En 2020 China es un protagonista estelar en la economía mundial no solo por su papel como demandante de bienes y servicios, sino también por su relevancia en la oferta de productos. Por esta razón, una paralización del gigante asiático ejerce sus efectos en todo el mundo a través de su impacto en la cadena de suministros. El cierre de muchas fábricas en el territorio chino conlleva el debilitamiento del flujo de materias primas y bienes intermedios a empresas situadas en todo el planeta.

Estanterías vacías por problemas logísticos

Y estamos comprobando ya cómo algunas empresas manifiestan dificultades para atender la demanda.

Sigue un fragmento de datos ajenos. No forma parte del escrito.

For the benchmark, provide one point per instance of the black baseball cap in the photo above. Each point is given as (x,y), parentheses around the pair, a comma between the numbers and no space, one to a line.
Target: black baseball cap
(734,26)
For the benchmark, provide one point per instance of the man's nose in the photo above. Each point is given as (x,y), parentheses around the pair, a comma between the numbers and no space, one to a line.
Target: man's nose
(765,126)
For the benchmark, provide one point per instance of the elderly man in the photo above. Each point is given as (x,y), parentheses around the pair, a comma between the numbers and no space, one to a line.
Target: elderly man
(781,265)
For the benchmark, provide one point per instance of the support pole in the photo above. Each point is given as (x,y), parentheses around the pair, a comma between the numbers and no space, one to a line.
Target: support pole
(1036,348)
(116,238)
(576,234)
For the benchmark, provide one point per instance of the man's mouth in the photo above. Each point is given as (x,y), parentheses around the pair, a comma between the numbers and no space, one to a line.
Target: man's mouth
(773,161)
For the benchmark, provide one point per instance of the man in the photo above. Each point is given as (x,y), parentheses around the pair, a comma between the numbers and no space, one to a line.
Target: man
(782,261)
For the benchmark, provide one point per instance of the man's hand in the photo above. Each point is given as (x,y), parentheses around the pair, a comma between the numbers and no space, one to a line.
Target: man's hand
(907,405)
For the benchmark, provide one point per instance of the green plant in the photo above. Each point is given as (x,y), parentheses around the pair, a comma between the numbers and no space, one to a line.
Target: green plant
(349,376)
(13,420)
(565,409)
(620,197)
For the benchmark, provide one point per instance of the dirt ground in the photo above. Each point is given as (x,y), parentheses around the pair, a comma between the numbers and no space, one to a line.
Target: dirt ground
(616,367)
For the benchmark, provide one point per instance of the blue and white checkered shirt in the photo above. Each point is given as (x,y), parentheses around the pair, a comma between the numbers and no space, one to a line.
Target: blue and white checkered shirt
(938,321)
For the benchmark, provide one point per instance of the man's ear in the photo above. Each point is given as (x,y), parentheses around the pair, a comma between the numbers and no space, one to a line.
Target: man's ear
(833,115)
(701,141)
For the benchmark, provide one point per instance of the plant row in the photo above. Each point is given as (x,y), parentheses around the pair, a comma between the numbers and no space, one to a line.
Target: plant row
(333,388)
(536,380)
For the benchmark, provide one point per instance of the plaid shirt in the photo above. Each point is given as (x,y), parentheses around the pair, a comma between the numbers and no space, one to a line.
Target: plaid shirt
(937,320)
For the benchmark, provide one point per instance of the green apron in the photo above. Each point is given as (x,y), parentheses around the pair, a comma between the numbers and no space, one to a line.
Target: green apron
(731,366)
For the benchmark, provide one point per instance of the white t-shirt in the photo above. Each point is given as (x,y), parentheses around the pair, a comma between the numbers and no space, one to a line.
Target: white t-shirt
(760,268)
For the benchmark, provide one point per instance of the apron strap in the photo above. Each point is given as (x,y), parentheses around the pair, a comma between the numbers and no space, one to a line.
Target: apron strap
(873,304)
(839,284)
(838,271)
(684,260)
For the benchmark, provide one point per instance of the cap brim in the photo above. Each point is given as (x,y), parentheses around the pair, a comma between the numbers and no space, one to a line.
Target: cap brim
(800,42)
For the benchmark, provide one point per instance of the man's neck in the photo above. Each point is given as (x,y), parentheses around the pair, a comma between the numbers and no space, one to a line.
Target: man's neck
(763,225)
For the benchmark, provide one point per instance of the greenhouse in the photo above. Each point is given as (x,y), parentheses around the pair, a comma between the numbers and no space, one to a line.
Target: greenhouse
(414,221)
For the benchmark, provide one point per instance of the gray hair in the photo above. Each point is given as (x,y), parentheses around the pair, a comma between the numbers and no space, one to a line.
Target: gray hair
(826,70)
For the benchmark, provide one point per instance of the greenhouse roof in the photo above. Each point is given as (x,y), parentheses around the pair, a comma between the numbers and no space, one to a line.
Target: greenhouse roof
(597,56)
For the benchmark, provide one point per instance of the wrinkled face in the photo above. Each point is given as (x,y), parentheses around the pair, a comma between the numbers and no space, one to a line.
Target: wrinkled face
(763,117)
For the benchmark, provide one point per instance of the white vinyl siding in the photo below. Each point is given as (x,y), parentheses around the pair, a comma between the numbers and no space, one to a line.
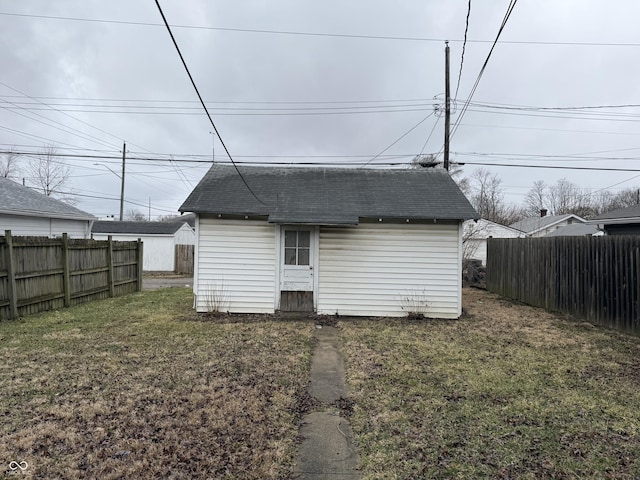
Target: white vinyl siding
(185,235)
(237,259)
(22,225)
(368,269)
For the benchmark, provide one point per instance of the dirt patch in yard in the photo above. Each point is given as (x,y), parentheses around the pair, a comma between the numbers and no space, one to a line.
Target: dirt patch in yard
(123,389)
(506,391)
(506,317)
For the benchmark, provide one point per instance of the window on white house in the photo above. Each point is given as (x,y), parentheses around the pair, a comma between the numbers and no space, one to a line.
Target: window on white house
(296,247)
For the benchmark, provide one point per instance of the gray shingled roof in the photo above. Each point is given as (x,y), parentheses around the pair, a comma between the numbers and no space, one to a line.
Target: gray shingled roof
(629,212)
(532,224)
(574,230)
(137,228)
(16,199)
(330,196)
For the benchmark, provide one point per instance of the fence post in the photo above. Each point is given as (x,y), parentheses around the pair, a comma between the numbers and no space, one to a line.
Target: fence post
(11,278)
(66,283)
(139,262)
(110,263)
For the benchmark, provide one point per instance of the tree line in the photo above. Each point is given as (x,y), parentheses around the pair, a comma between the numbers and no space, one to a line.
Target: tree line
(485,191)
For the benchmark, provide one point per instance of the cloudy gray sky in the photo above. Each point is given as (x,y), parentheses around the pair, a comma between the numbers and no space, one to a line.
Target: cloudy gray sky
(329,81)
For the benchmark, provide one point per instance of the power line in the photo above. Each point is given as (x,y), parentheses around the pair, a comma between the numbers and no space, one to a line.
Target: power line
(464,44)
(559,167)
(270,102)
(256,113)
(324,34)
(62,112)
(202,101)
(398,139)
(429,136)
(510,8)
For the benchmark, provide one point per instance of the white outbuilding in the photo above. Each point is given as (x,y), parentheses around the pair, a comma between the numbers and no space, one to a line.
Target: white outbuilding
(27,212)
(329,240)
(159,240)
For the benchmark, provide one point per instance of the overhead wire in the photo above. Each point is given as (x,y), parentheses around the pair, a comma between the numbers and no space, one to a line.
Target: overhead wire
(397,140)
(184,63)
(510,8)
(464,44)
(325,34)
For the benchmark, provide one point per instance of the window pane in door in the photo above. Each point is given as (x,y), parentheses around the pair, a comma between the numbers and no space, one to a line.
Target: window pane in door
(304,238)
(303,256)
(290,238)
(289,256)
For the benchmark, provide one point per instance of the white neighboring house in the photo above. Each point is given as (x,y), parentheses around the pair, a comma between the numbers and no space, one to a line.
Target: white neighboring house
(329,240)
(475,234)
(27,212)
(577,230)
(545,224)
(159,240)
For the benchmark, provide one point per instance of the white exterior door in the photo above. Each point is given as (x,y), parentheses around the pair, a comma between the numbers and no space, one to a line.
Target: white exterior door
(297,258)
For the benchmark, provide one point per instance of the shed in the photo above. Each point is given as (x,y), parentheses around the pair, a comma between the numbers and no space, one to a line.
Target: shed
(27,212)
(159,239)
(545,224)
(476,233)
(329,240)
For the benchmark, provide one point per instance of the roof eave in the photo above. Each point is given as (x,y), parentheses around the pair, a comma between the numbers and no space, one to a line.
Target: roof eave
(33,213)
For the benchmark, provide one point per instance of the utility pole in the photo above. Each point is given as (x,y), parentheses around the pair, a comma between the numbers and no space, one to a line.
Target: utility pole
(124,155)
(447,105)
(213,147)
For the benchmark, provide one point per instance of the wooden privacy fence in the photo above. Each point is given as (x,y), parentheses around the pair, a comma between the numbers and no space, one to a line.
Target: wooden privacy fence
(40,273)
(184,259)
(595,278)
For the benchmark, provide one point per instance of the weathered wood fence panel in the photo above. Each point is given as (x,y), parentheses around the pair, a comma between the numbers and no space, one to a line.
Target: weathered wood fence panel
(40,273)
(184,259)
(595,278)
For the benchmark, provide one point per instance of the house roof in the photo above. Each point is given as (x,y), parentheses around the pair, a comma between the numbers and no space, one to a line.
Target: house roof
(534,224)
(486,228)
(621,215)
(137,228)
(575,230)
(330,196)
(16,199)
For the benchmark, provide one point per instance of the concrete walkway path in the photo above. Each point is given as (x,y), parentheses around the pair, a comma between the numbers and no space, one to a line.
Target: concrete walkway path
(327,450)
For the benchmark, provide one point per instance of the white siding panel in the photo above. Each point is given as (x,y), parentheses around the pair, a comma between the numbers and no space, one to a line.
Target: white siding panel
(366,270)
(238,258)
(185,236)
(43,226)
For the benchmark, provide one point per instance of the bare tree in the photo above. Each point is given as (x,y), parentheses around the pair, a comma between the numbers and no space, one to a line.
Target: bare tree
(487,195)
(51,175)
(536,198)
(9,166)
(625,198)
(561,198)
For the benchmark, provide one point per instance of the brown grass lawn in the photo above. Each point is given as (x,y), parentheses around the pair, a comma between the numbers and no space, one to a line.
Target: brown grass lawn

Jaguar Land Rover ha avisado ya que la semana próxima se enfrenta a un agotamiento del stock de componentes. Nissan y Hyundai han cerrado fábricas en terceros países porque carecen de piezas fundamentales en sus procesos productivos. Algo análogo sucede con Apple.

¿Es esto muy grave? De momento, no; si se prolongan en el tiempo, no obstante, estos cuellos de botella en la producción podrían perjudicar la cuenta de resultados de numerosas empresas y dar lugar a EREs y despidos.

No obstante, es razonable pensar que siempre existe un roto para un descosido, y que surgirán a medio plazo proveedores de bienes intermedios alternativos en otros lugares. Quizá no inmediatamente, quizá a un coste algo superior, pero sabemos que los mecanismos de asignación de recursos terminan por funcionar si se les deja margen.

En conclusión…

De los tres factores apuntados, el más grave, a mi juicio, es el primero. Si el dinamismo agregado de la economía china se reduce más de lo previsto hace unos meses, ocasionará tasas de crecimiento más bajas en el comercio mundial y por tanto en el producto de numerosos países. Y esta moderación no llega en buen momento, con los efectos del Brexit aún por desentrañar, los tipos de interés en mínimos y los datos de déficit y deuda pública en registros elevados. El margen de maniobra de las políticas monetarias y fiscales es, como ya dijimos en otro post, escaso.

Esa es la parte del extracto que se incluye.